Aníbal Pinto desiste de candidatura à Câmara do Porto pelo Nova Direita

Aníbal Pinto desiste de candidatura à Câmara do Porto pelo Nova Direita
| Porto
Porto Canal/Agências

O advogado Aníbal Pinto anunciou esta segunda-feira, nas suas redes sociais, ter desistido da sua candidatura à Câmara do Porto como cabeça de lista pelo partido Nova Direita, alegando falta de autonomia nas listas e no programa da candidatura.

“Quando aceitei ser candidato pelo partido Nova Direita, exigi ser independente, não filiado e ter total autonomia nas listas, no programa e na minha candidatura”, começou por relatar Aníbal Pinto num vídeo publicado na sua página na rede social Instagram.

O advogado afirmou que sempre defendeu que o Porto “não deve estar submisso nem prestar a vassalagem a Lisboa e que não pode estar dependente de qualquer interesse de qualquer partido”.

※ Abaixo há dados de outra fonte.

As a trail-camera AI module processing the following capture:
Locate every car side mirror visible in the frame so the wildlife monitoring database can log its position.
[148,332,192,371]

“E, portanto, em total coerência com a minha dignidade, não posso aceitar eu mesmo estar dependente seja do partido que for para lutar - como sempre estive disponível - pela cidade que amo e pelos portugueses”, atirou.

A Lusa tentou contactar Aníbal Pinto e o Nova Direita para perceber se vão manter a candidatura à Câmara do Porto com um novo cabeça de lista, mas sem sucesso.

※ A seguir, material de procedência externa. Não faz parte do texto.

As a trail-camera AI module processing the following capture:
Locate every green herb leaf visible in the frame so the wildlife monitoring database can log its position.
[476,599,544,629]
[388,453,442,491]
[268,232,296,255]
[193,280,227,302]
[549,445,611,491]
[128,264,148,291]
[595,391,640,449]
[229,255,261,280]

Na apresentação da sua candidatura, a 7 de junho, um drone fez ‘chover’ uma quantidade indeterminada de notas de cinco euros sobre os apoiantes que se juntaram na Avenida dos Aliados e o advogado prometeu que a iniciativa voltaria a acontecer.

A largada de notas valeu-lhe uma queixa no Ministério Público, remetida pela Comissão Nacional de Eleições (CNE). O episódio, revelou à data à Lusa o porta-voz da CNE, André Wemans, deu origem a uma queixa anónima, que a comissão analisou em plenário, tendo este decidido, uma vez que a situação denunciada ocorreu fora do período de campanha eleitoral, pois as eleições ainda não foram marcadas, que não pode avaliar o sucedido.

Questionada sobre a largada de dinheiro, a presidente da Nova Direita, Ossanda Líber recusou à data ser uma forma de comprar votos: “Como assim comprar votos? Olha, se tiver um ‘outdoor’ na rua a dizer, ‘olha, vou reduzir em 10% o IVA’, é dinheiro na mesma, não é?”, argumentou.

No seu programa, Aníbal Pinto tinha propostas como a venda, por parte da autarquia, de “todas as suas casas sociais, permitindo a quem mora nessas casas que possa comprá-las por valores simbólicos de 20 ou 30 mil euros" com a câmara como fiadora e ainda o aumento da taxa turística para os cinco euros por noite.

No capítulo da segurança, o candidato queria “polícias gratificados nos sítios que sejam necessários” e quanto à mobilidade, para além de transportes gratuitos para os portuenses, Aníbal Pinto disse acreditar que a a solução para tirar os carros da cidade era a criação de “uma portagem urbana” para quem visita a cidade.

Concorrem à Câmara Municipal do Porto Manuel Pizarro (PS), Diana Ferreira (CDU – coligação PCP/PEV), Nuno Cardoso (Porto Primeiro - coligação NC/PPM), Pedro Duarte (PSD/IL/CDS-PP), Sérgio Aires (BE), o atual vice-presidente Filipe Araújo (movimento independente), António Araújo (movimento independente), Alexandre Guilherme Jorge (Volt), Hélder Sousa (Livre), Miguel Corte-Real (Chega) e Frederico Duarte Carvalho (ADN).

O atual executivo é composto por uma maioria de seis eleitos do movimento de Rui Moreira e uma vereadora independente, sendo os restantes dois eleitos do PS, dois do PSD, um da CDU e um do BE.

As eleições autárquicas estão marcadas para 12 de outubro.

O prazo para entrega das listas nos respetivos tribunais de comarca termina esta segunda-feira às 18h00.